Well, that song. It's been sung to me (facetiously) all my life. It's a WWI popular song, by Geoffrey O'Hara (1882-1066) from a time when we weren't so politically correct as we are now. I imagine a tall, skinny,shy cute boy, nervous about waiting for his girlfriend at the kitchen door where she's been washing up the dishes from the family dinner. Katie in the song has blonde hair like I have. So the boy turns out to a computer whiz, and they get married and have a bunch of kids and live happily ever after.

Sunday, August 24, 2014

Poetry Again!

In college, 55 years ago, Poetry is what I wrote. Never fiction, never memoir, nothing prosaic. I wrote poetry. Then I quit, not reading or writing poetry until my divorce in 2002. Then, unaccountably, I began writing poems again. I've done it now for the last ten years. The first five years' worth were about my divorce, my life since then, my delirious falling in love for the first time.
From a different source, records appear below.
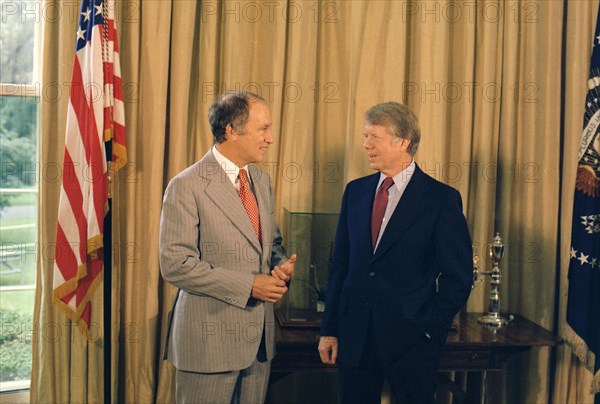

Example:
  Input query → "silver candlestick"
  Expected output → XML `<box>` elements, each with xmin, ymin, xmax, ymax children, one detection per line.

<box><xmin>473</xmin><ymin>233</ymin><xmax>510</xmax><ymax>327</ymax></box>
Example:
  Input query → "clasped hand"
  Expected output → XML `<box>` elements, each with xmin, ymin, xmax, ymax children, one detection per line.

<box><xmin>252</xmin><ymin>254</ymin><xmax>297</xmax><ymax>303</ymax></box>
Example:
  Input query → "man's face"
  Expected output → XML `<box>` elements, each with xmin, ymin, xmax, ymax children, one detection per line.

<box><xmin>236</xmin><ymin>101</ymin><xmax>273</xmax><ymax>167</ymax></box>
<box><xmin>363</xmin><ymin>123</ymin><xmax>412</xmax><ymax>177</ymax></box>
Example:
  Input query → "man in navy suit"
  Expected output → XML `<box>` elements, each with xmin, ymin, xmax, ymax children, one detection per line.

I read poetry daily now, trying to keep up, and I realize I am in love with words still, but they are demanding other forms than the ones in my 21 books. I might see if any of you relate to any of my "modern" poems. Here is one. MIROLOGUE I leap on it in Zorba like a jay on a junebug: a word I'm sure I never met, certainly not in my first delirious rush-through fifty years past: it sends me on a race through Random House, Noah Webster, the Concise Oxford. No trace of it, so breathlessly into the cul-de-sac of the OED: it's not even there. Miro is solely New Zealand fauna, flora, a miro bird, a miro tree. Stumped. Online, the stern verdict: The Word You've Entered Isn't In the Dictionary. I won't give up easily. I introduce myself to George and Charles Merriam who, in 1847 put a new face on Noah's Model T. They never heard the word either. Dead end? Back to daylight's ornature: in context, it's a funeral speech Zorba’s Boss takes in. Intuition, that indispensable deus ex machina, says mirologue is cousin to admire and miracle, so, evitably, on to Miror in the lingua mater: to marvel, be astonished. (Logos is a word, mere empty words, a jest, or The Word, too profound to contemplate.) Backing up an ill-lit alley, where nothing can be traced, where the garbage truck has been and gone long ago, Zorba’s astonished at the death of an old woman? Maybe at the face of death itself? In the beginning was the Logos. I think intuition works best after long tutoring through tattered texts, long stumbling without the thread of Theseus. The aftertale of the chase: Kazantzakis is as dead as Icarus long fallen into the sea, and I have to choose. In the beginning was the Jest.